José María Arguedas (1911-1968) war Schriftsteller, Dichter, Pädagoge, Anthropologe, Ethnologe, Übersetzer, Journalist und Musiker. Mit seinen Übersetzungen von Quechua-Gedichten und -Erzählungen ins Spanische leistete er einen immensen Beitrag zur peruanischen Kultur. Seine Arbeit als Anthropologe und Sozialforscher nahm einen wichtigen Platz in seinem intellektuellen Leben ein und beeinflusste sein literarisches Werk. Sein Anteil bei der Aufwertung der indigenen Kunst war sehr wichtig, besonders in der Musik und im Tanz (hayano). Seine Romane und Kurzgeschichten geben die Erfahrungen seines Lebens in der andinen Kulturwelt wieder. Er verfasste mehr als 400 literarische und anthropologische Schriften. Sein Werk interpretiert die Wirklichkeit, es "spricht" aus dieser Wirklichkeit, es ist kein Abbild der Wirklichkeit.

Vor ihm war die indigene Kultur der Anden mündlich (Riten, Zeremonien, mündliche Weitergabe). Mehr als die Kunst ist es sein Anliegen, Zeugnis von der Ungerechtigkeit abzulegen. Er gilt als "Kulturheld", weil er durch die Literatur eine ungerechte Gesellschaftsordnung unterminierte. José María Arguedas wird zusammen mit dem Dichter Cesar Vallejo als einer der wichtigsten Vertreter der peruanischen Literatur angesehen.

Ethnische und kulturelle Konflikte in Peru

Die grundlegende Frage, die in seinen Werken aufgeworfen wird, ist der Konflikt zwischen den beiden wichtigsten Kulturen des Landes: der andinen Kultur der Quechua und Aymara und der westlichen Kultur, die von den Spaniern gebracht wurde. Die großen Dilemmata, Ängste und Hoffnungen, die dieser Konflikt hervorruft, sind der Kern seines Werkes. Der besondere Umstand, innerhalb zweier kultureller Traditionen, der westlichen und der indigenen aufgewachsen worden zu sein, und seine große Sensibilität, erlaubten es ihm wie keinem anderen peruanischen Intellektuellen, die komplexe Realität der indigenen Bevölkerung, mit der er sich voll identifizierte, zu verstehen und auszudrücken.
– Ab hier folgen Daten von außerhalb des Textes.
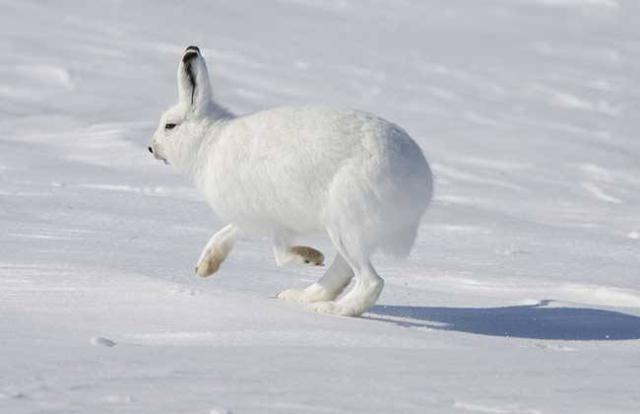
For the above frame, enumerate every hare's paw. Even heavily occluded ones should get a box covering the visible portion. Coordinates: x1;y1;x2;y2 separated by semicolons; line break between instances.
306;300;362;317
195;224;237;277
307;280;382;317
195;249;227;277
277;283;335;303
195;256;221;277
289;246;325;266
277;288;306;302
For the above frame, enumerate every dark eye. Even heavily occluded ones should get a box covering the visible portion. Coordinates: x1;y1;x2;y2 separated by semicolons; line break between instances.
165;123;177;130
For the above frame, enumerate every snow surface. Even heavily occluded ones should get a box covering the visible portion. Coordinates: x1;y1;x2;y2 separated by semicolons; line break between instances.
1;0;639;413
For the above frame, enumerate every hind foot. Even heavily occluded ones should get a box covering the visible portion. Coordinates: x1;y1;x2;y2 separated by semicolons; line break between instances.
277;283;336;304
307;279;383;317
307;301;363;317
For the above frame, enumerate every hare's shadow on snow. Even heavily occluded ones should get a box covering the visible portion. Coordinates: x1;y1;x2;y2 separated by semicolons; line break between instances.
367;300;640;340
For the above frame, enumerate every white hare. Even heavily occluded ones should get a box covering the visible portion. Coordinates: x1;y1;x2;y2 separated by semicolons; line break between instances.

Die ungleiche Behandlung von Angehörigen der westlichen Kultur und Indigenen erlebte Arguedas als schmerzliche Erfahrung. Er kämpfte ein Leben lang gegen die Diskriminierung der indigenen Bevölkerung. Sein Beitrag markierte innerhalb der peruanischen Gesellschaft ein Zuvor und ein Danach und beeinflusste das Denken vieler Peruaner und Intellektueller. Die Mutter Erde, die "Mamapacha" und die Natur spielen in der indigenen Kultur eine zentrale Rolle. Arguedas' Arbeit griff viele der ökologischen Fragestellungen auf und gilt somit als visionär.

"Todas las sangres"

1964 veröffentlichte er das Buch, das seinen größten Wunsch und seine Vision für die Zukunft Perus zum Ausdruck brachte: "Todas las sangres" (sinngemäß: Alle Völker vereint1). Ein erzählerisches Meisterwerk, in dem Arguedas die ganze ethnische Vielfalt der peruanischen Bevölkerung und die internen kulturellen und sozialen Konflikte zeigen wollte und in dem er sein Ideal einer gerechten und integrativen Gesellschaft für unser Land vorstellt, multiethnisch und multikulturell. Der Wert und die Bedeutung dieses Romans liegen darin, dass er nicht nur als künstlerisches Werk wichtig ist, sondern dass sein Titel in Peru als Ausdruck der Notwendigkeit für die Einigkeit aller Peruaner verwendet wird.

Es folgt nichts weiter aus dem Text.